New notification technology. The most headline-grabbing moves have been the mass notification communication systems such as the Omnilert e2Campus alert system, the MIR3 inCampuAlert system, or AtHoc’s IWSAlerts mass warning system. However, even the best technology can be foiled by human limitations. Before cutting library acquisitions in order to fund campus-wide voicemail, mass text messages, or email blasts, a school needs contact information for enough students to make the expenditure worthwhile. Schools that require students to affirmatively provide their contact information for a mass communication network have far lower rates of compliance than those that use previously provided information unless students choose to opt out.
Traditional security technology. The new technology is “sexy,” but many campuses have also upgraded their low-tech security by applying the principles of Crime Prevention Through Environmental Design (CPTED). Even on a tight budget, safety can be improved by adding lighting, sirens, security cameras, or two-way radios to allow safety officials to broadcast over loudspeakers from remote locations. Significantly, these forms of technology not only increase campus safety during an emergency, they add to the feeling of safety at all times.
Streamlining safety bureaucracy. Many schools have consolidated communications between safety-related offices, often coordinating efforts through new positions such as Emergency Manager or Vice President for Safety.

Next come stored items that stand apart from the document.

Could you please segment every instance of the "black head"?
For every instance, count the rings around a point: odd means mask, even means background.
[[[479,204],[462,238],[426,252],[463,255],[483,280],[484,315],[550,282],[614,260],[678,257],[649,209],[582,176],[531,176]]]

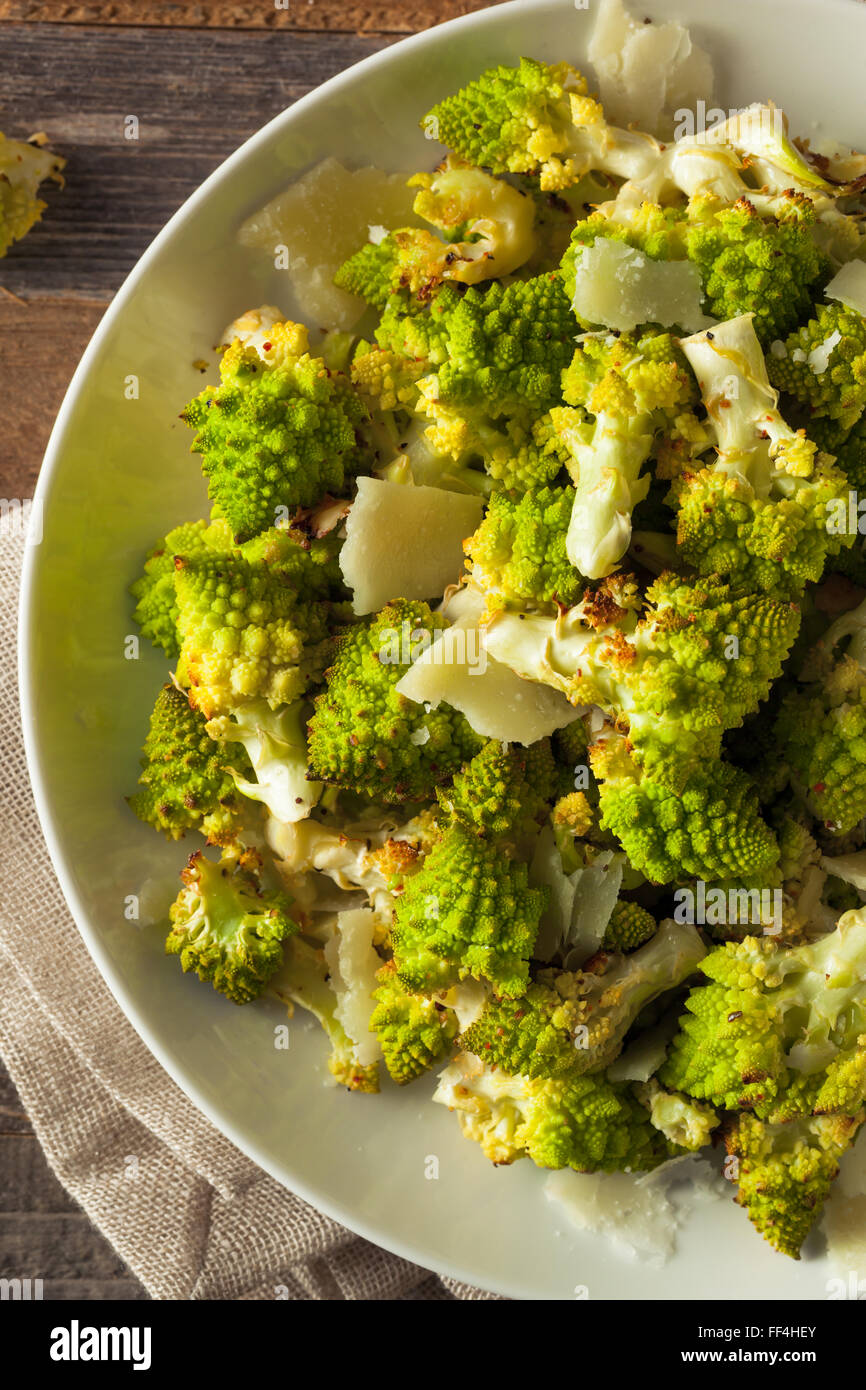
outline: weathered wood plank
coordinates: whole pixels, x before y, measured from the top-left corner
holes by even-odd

The value of being able to quickly get accurate information to the decision-maker is obvious. Whether information technology is brand new or old school, there still must be someone to compose the messages and authorize them to be sent.
Upgrading Processes for Assessing Student Behavior
Unlike buying technology or designating a safety czar, colleges and universities have had much more trouble finding legal and ethical ways to identify potentially violent students before they act.
Some student rights advocates argue that it violates the First Amendment for a school to review a student’s Facebook or MySpace pages. Constitutional due process has been cited as a reason not to expel students for stories they submit in creative writing classes, since faculty rarely have training to identify mental illness. Universities have good reason to fear lawsuits where their efforts to deal with mental health threats are characterized as political persecution or profiling.
Similarly, for every well-meaning administrator who would establish a behavioral review team to scrutinize student mental health records, there seems to be an objection based on federal privacy law, such as the Family Education Rights and Privacy Act (FERPA), the Mental Health Developmental Disabilities Confidentiality Act (MHDDCA), or the Health Insurance Portability and Accountability Act (HIPAA).
Like all new or newly discovered problems, campus violence presents difficult choices. Every university would gladly spend more for safety technology, if that money could be spent without sacrificing the school’s academic mission. And some mental health inquiries must be permissible, even at the price of formerly sacred civil liberties. If a university is going to get sued for its actions, far better to defend against a student’s indignant lawsuit for infringing his civil rights than against his parents’ tearful lawsuit for their child’s tragic death.